El miércoles pasado fui a ampliar —así se decía, creo— unas fotos que había hecho la semana pasada, la de los reencuentros: con las capitales vascongadas, con la sala donde se alojó mi última exposición de pintura, con Eva —treinta años más tarde– y algunos más que viven en la memoria remota y allí se quedarán hasta que se diluyan en el tiempo. Cuando me entregaron las copias, vine a hacer el signo del OK para luego separar los dedos pulgar e índice trazando una diagonal, por mejor ver los detalles. La encantadora mujer que me atendía —cambié de establecimiento tras el affaire aquél al lado de casa, cuando me afeaban mi poca o nula habilidad para llevarles el trabajo hecho, de lo que dejé constancia en este blog— abrió mucho los ojos. Me di cuenta pero ya era tarde para disimular.
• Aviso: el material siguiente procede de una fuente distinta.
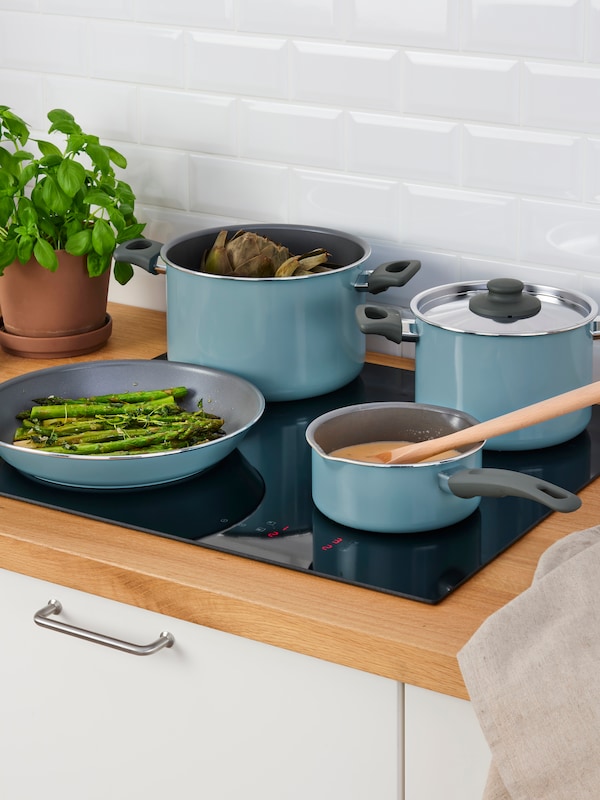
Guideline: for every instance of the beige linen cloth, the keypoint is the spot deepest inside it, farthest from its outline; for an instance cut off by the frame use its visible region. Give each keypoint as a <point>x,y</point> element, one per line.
<point>533,674</point>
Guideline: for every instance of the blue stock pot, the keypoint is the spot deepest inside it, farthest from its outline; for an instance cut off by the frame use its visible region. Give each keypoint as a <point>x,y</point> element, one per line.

—Demasiados aparatos electrónicos, ¿eh?
—Me temo que sí.
Salí de allí, y me senté en un banco frente al edificio de la universidad. Estuve mirando los retratos del saltamontes, excelente posando para mí, ni un gesto, ni un movimiento, como si lo hubiera contratado. Antes de cerrar la carpeta, toqué el papel por los bordes, entre los mismos dedos pero con distinta sensación. No se pueden comparar.